Wednesday, December 28, 2011

Security is about Infrastructure

When I began in computers it was really fun. I was hired as a "boy genius" at IBM Research. We had the best toys. I had my own IBM 650. I was paid to take it apart and put it together again. How great is that? I got to work with Dr. Albert Samuels who was programming the IBM 704 to play checkers. My colleague, Dick Casey, and I programmed the 650 to play Tic-Tac-Toe. We had to use it on third shift but we even had a third of an IBM 705 where we installed the first Autocoder in Poughkeepsie. I drove my transistor radio with a program on the IBM 1401.

That was just the beginning. For fifty years I have had the best toys.
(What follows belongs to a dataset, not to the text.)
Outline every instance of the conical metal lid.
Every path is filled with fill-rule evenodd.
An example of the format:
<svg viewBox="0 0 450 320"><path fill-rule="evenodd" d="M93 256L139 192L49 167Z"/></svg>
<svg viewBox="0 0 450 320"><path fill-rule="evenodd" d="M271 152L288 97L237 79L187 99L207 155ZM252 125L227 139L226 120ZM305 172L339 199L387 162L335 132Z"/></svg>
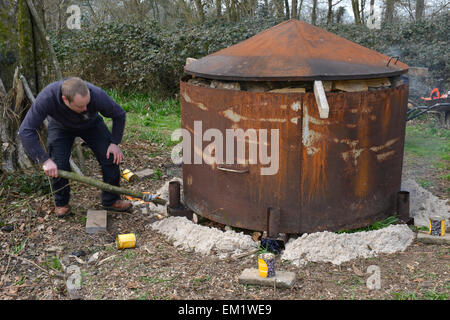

I have three PCs and a MacBook Air. I am on my fifth iPhone, and my fourth iPad. I carry my fifty years of collected music and photographs, an encyclopedia, a library, and a dozen movies in my pocket. It just keeps getting better. It is more fun than electric trains.

One of my favorite toys was the IBM Advanced Administrative System, AAS, five IBM 360/65s and a 360/85. It was so much fun that I often forgot to eat or even go home at night. However, on AAS one of my responsibilities was to manage the development of the access control system. It was great fun to do and fun to talk about. Serious people came to White Plains to hear me. I was invited to Paris, Vienna, Amsterdam, London, Helsinki, and Stockholm to talk about my fun and games, about how we provided for the confidentiality, integrity, and availability of our wondrous system.

However, as seems to happen to us all, I grew up, and finally old. My toys, fun, and games became serious. Some place along the way, most of the computers in the world were stitched together into a dense fabric, a network, into a world-wide web. While still entertaining, this fabric had become important. It supports the government, the military, industry, and the economy.

Without any plan or intent, driven mostly by a deflationary spiral in cost and exploding utility, the fabric had become infrastructure, part of the underlying foundation of civilization. It had become peer with water, sewer, energy, finance, transportation, and government. Moreover, it had become THE infrastructure, the one by which all of the others are governed, managed, and operated.

We build infrastructure to a different standard than toys or anything else not infrastructure. Infrastructure must not fall of its own weight. It must not fall under the load of normal use. It must not even fall under easily anticipated abuse and misuse. In order to prevent erroneous or malicious operation, the controls for infrastructure are reserved to the trained operators and from the end users.

No special justification is required for this standard. The Romans built their roads, bridges, and aqueducts, such that. with normal maintenance, they would last a thousand years. And so they have. The Hoover Dam and the Golden Gate Bridge were built to the same standard. With normal maintenance, and in the absence of unanticipated events, they will never fail. (They may be decommissioned but they will not fail.) No one quibbled with Henry Kaiser over the cost or schedule for the dam.

However, our fabric was not driven by design and intent but by economics. No technology in history has fallen in price and grown in power as fast as ours. While we tend to think of it in terms of its state at a point in time. it continues to grow at an exponential rate. Its importance can hardly be appreciated, much less over-stated.

Given the absence of design and intent, it is surprisingly robust and resilient. While not sufficient for all purposes to which we might wish to put it, it is sufficient for most. With some compensating design and intent, it can be made sufficiently robust for any application.

One word on "easily anticipated abuse and misuse." On September 12, 2001, what could be easily anticipated had changed forever.

As security people, we are responsible for the safe behavior, use, content, configuration, and operation of infrastructure. As IT security people, we are responsible for the only international infrastructure, the public networks. As users, we are responsible for not abusing, misusing, or otherwise weakening it.

Note that ours is the only infrastructure that, at least by default, contains weak, compromised, or even hostile components and operators. It is the only one that, by default, has controls intended for the exclusive use of managers and operators right next to those for end users. Our infrastructure also, by default, connects and exposes the controls of other infrastructure to most of our unprivileged users. It is our job to compensate fro and remediate these conditions.

Our roles, responsibilities, privileges, and special knowledge give us significant leverage over, and responsibility for the infrastructure of our civilization. Everything that we do, or fail to do, strengthens or weakens that Infrastructure. That is why we are called professionals and are paid the big bucks.